Industrial chain upgrade

Experts said that contrary to some Western media claims, foreign enterprises have not withdrawn from China on a large scale, but rather they constantly upgrade their investment layout in China along with the country's industrial upgrade and transformation.

According to data from the Ministry of Commerce, China witnessed 26,870 new foreign-invested enterprises established in the first half of 2024, representing a 14.2 percent year-on-year growth.

The structure of foreign direct investment (FDI) continues to be optimized, with FDI in high-tech manufacturing in actual use reaching 63.75 billion yuan over the period to account for 12.8 percent of the country's total, up 2.4 percentage points on a yearly basis, the data showed.

"There are bright prospects for multinationals to invest in China," Wei Jigang, a research fellow with the Development Research Center of the State Council, told the Global Times on Monday.

In addition to a complete industrial system, China has notable advantages in scale effects. According to Wei, leveraging scale effects will help the country's manufacturing sector reduce costs and enhance efficiency, thereby ensuring strong global competitiveness for China's industrial sector.

"China continues to upgrade its traditional industries while nurturing new quality productive forces, which will inject new impetus to the country's industrial upgrade," Wei said. The close economic and trade ties between China and many other economies, along with deepening global industrial and supply chain cooperation, will further leverage China's economies of scale, he noted.

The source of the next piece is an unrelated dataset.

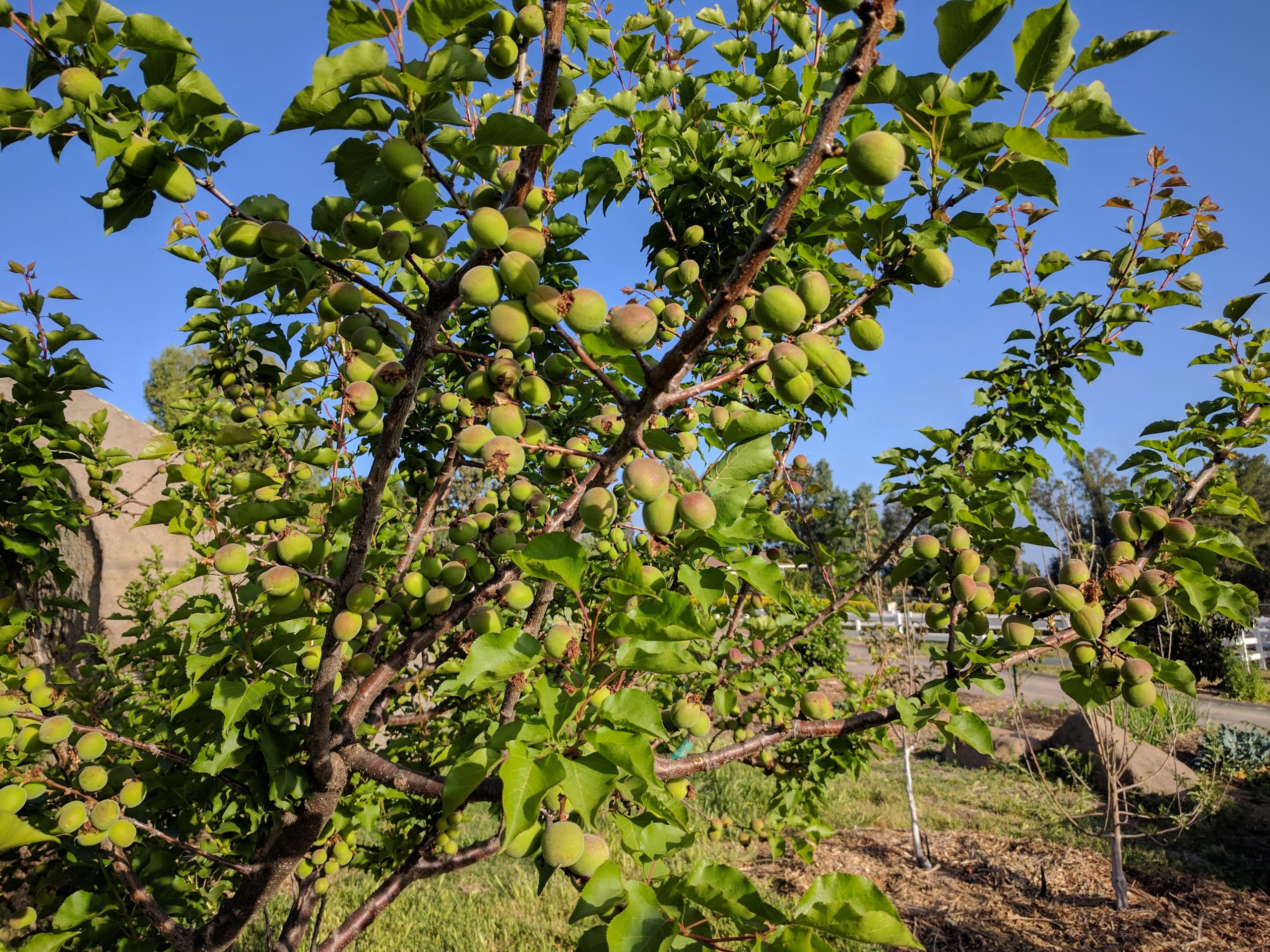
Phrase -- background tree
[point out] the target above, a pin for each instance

The third plenary session of the 20th Communist Party of China Central Committee held in Beijing in mid-July has emphasized leveraging China's vast market advantages to enhance its openness through expanded international cooperation. This signifies that China aims to enhance the investment and operational opportunities of global enterprises by delivering a more optimized business environment and high-standard opening-up, the Xinhua News Agency reported.

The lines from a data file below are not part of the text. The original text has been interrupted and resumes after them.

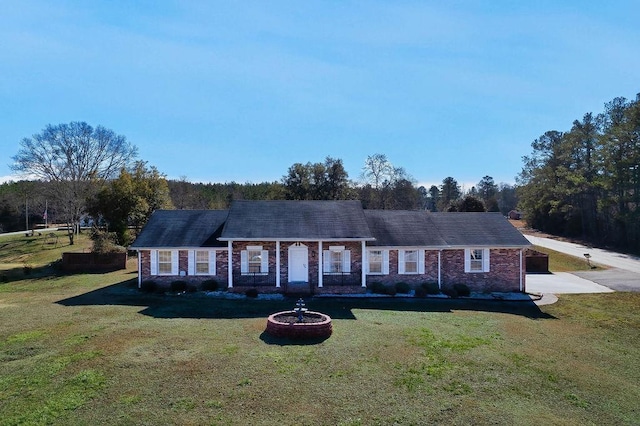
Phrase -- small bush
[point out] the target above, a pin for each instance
(377, 287)
(178, 286)
(209, 285)
(430, 287)
(462, 289)
(148, 286)
(451, 292)
(402, 287)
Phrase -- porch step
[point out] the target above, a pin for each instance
(301, 288)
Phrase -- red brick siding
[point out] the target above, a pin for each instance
(503, 275)
(430, 270)
(183, 265)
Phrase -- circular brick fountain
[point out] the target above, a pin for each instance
(314, 325)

It has become a new trend for multinationals to launch research and development (R&D) centers in China in a bid to boost their industrial chain upgrade. Apple announced in July that it has opened a new R&D center in Shenzhen city, South China's Guangdong Province.

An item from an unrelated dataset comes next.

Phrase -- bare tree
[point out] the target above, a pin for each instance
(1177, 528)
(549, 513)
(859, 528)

Chengdu BPlan Tech Co Ltd, an Italian high-tech company, was set up in Chengdu, capital of Southwest China's Sichuan Province, at the end of 2019 and started operation in 2020 despite of the COVID-19 pandemic.

The company's general manager, Alberto Borini, told the Global Times in a recent interview that the company plans to mass produce devices by the fourth quarter of 2024.

China is almost the largest market in the world and is still growing, and there are still a lot of opportunities to invest in China, for example in sectors including high-tech, electric cars and environment, Borini said. 

"There are many sectors where a foreign company can invest and be successful. Meanwhile, there is a stronger supply chain and high efficiency that is important for any manufacturing company," he remarked.